If it isn’t bad enough that there exists a state in the west of “trial by media”, that is, where newspapers, radio and TV news get to decide somebody’s guilt based purely on supposition, willingness to believe they are guilty of something because of their character quirks, and invented stories just for an attention grabbing headline.
Call it trial by media, mob rule or a good old-fashioned witch hunt of people because they are a little odd, but the tragic murder of a young, attractive, professional woman by the name of Joanna Yeates who lived in one of the country’s most affluent areas (Clifton in Bristol) led to a second tragedy when her landlord was arrested and falsely accused of her murder. Not only that, but his reputation was dragged through the mud by major newspapers who painted a picture of a sexual deviant and predator, a peeping tom, a weirdo, a homosexual who was once friends with a paedophile. None of this was true, but nobody cared because he was a little bit odd – so it was all fair game. He’s creepy so lock him up.
Yeates disappeared on the night of 17th December 2010 and her body was found on Christmas morning less than five miles from her home. Her landlord, Christopher Jefferies gave a statement to the Police which somehow got leaked to the press. What we witnessed shortly afterwards was a rather shifty looking Mister Jefferies marching down the street away from a Sky News reporter who hounded him about the contents of his statement. This aroused the suspicion of the Police and when they took him in for questioning, his pedantic nature, quirky personality and inability to recall what he did on the night of Yeates’ disappearance, cast suspicion on him.
None of which would have happened had the media not already decided his guilt purely and entirely on the basis that Jefferies is a bit of an oddball and a bachelor. It would take until near the end of January before a second man was arrested and charged with her murder – this second suspect was the culprit, he was a neighbour and a much younger man whom Yeates’ knew well enough to let him into her flat. His name is Vincent Tabak and he is presently serving 20 years for her murder. Shockingly, Tabak gave false information to the Police that added to the suspicion surrounding Jefferies.
Over the last two nights, ITV viewers in the UK have finally seen a dramatisation of the side of the story of this man falsely accused of killing Yeates. The drama portrayed a retired English lecturer who enjoys French cinema, attends night classes at his old college, is involved in the local church and has interests in life that are not always the norm – even for a man of his age. We saw a picture of an oddball, but a harmless one, a man who preferred his own company. Undoubtedly, Jefferies was a strange character but that doesn’t make him guilty of anything other than being a non-conformist who preferred his own company.

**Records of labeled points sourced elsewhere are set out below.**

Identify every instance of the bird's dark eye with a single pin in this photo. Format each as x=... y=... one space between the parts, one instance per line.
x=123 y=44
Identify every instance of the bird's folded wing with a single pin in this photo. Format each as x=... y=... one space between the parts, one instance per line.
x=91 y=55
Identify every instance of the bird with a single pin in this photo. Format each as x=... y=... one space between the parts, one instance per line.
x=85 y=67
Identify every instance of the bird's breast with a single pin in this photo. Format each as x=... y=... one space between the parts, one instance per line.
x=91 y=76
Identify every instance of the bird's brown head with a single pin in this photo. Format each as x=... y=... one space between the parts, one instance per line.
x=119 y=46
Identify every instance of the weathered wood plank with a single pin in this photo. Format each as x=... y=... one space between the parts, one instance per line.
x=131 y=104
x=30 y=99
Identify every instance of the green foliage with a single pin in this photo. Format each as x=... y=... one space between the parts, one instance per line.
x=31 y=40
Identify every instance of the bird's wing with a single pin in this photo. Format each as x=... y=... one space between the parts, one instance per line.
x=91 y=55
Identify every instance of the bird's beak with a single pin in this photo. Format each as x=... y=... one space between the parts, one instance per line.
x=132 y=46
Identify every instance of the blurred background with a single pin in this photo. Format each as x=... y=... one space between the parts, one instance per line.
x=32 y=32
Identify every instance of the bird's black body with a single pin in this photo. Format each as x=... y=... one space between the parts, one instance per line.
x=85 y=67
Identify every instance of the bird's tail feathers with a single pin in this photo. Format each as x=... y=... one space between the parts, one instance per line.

The trial, and how the media handled it, came under close scrutiny in The Leveson Inquiry (which was initially set up in light of the Phone Hacking Scandal) and Jefferies was invited to be a part of that. During the Inquiry, the pursuit of Jefferies was referred to as a “witch hunt” and a “feeding frenzy”. Anybody who remembers the media headlines and stories about Jefferies from just four years ago will agree with that assessment. Several newspapers were charged with perverting the course of justice in their influence of public opinion. For his part, Mister Jefferies successfully sued a number of newspapers and ITN were banned from Police press conferences for a short time.
The Attorney General instigated legal proceedings against certain elements of the media – including no fewer than nine newspapers, an unprecedented number, as things were perceived as having been that damaging to the case. Even the grieving boyfriend of Joanna Yeates had a few choice words for how much the media distracted the case in pointing the finger at an innocent man for so long. Not only had he lost his girlfriend, but everyone had decided their innocent landlord was responsible – someone whom the couple would have had daily contact.
Having now seen the drama series, it demonstrates perfectly to me just how powerful “Creep Shaming” is to blackening a man’s name, how recklessly we use the terms “creepy” “weird”, “loner”, “odd ball” and how easily those words stir mob rule. For a full evaluation of the media’s portrayal, see here. When feminists especially say that they only creep-shame men who deserve it and therefore it is always justified, here we have a clear demonstration of how that is largely untrue. We all bought into Jefferies’ guilt purely and entirely because of his character. After all, few would have suspected the young, professional, friendly (and attractive because we know that good looking men don’t do nasty stuff like rape and murder) Vincent Tabak when we had a real life weirdo we can pin it all on? The closing moments of the drama last night made this very point – nobody suspected Tabak because he was so normal.
Christopher Jefferies may be an exceptional case, but it is not an isolated one.